YETKİ SORUNUNUN ÇÖZÜLMESİ GEREKİYOR
Kongreye giderken, sendikanın uzun zamandır baraja takılı kalması sendika içinde büyük bir krize neden olurken, yeni örgütlenen yerlerin yetkilerini bakanlıktan alamama, toplu sözleşmesi yenilecek fabrikaların toplu sözleşme masasında yetki sorununu öne sürüp müzakerelere yanaşmaması fabrikalarda ve sendikanın tabanında büyük rahatsızlıklara yol açtığı biliniyor. Konuşan delegelerin çoğu bu konu üzerinden konuşmalarını sürdürerek, sendikanın en yakıcı sorunu olan yetki meselesinin bir an önce çözülmesini yeni yönetimden istediler.
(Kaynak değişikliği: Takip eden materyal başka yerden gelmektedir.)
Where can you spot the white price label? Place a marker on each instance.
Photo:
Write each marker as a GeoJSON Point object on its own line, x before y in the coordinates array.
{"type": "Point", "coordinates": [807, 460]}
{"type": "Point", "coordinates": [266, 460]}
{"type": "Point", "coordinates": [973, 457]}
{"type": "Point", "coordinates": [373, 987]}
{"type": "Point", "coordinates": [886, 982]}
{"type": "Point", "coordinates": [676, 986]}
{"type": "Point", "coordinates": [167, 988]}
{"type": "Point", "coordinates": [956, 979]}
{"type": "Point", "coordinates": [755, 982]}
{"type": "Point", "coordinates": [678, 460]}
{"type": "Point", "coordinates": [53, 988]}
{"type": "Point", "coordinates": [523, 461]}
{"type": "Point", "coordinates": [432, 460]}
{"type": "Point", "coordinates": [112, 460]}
Kürsüye çıkan ya da aralarda kulis yapan birçok delege Kazlıçeşme ruhunu tekrar kazanmanın yolunu bulmamız gerektiğini söylüyor. Sendika içinde tam olarak gün yüzüne çıkmasa bile dericiler tekstilciler ayrımı olduğu bir gerçek. Mücadele dolu geçmişi olan dericiler ile sendikaya yeni katılan ve örgütlenme hevesi olan tekstilcileri bir potada eritip yeni mücadele olanaklarının nasıl ortaya çıkacağı sorusu tam yanıtlanmış değil. Yeni yönetimin en büyük işlerinden biri de bu olmalı. Sendikanın yeni örgütlendiği büyük fabrikalar olan ETF ve Akar Tekstil’den gelen delegeler mücadeleye aday olduklarını açık açık dillendiriyor.
Uzun yıllar genel başkanlık yapmış olan Musa Servi’ye bir nevi veda kongresi olan kongrede, Musa Başkana gerekli vefa ve değer gösterildi. Kongrede deyim yerindeyse tek mutsuz olan kesim DERİTEKS Tuzla Şube seçiminde kaybeden taraftı. Aralarda yapılan konuşmalarda yıllarca mücadele ettiklerini, fakat bu kongrede delegelikte kendilerine yer verilmediğini, kendilerinin de kürsüden söz alıp sorunların çözümüne katkı sunmak istediklerini sıkça dile getirdiler. Şimdi gözler yeni Başkan Makum Alagöz’de. Yetki sorununa kesin çözüm için somut planlarının olduğunu aktaran Alagöz, konuşmasında öne çıkardığı genç işçi, kadın ve örgütlenme projeleri ile delegelerde olumlu bir hava yaratmış durumda. Ateşten bir gömlek giyen Alagöz’ün atacağı her adım gerek sendikal kamuoyunda gerekse tabanda bir yankı bulacağa benziyor. Sendikanın bu kadar sorunla mücadele etmesine rağmen genel hava mücadeleye devam olduğu aşikardır.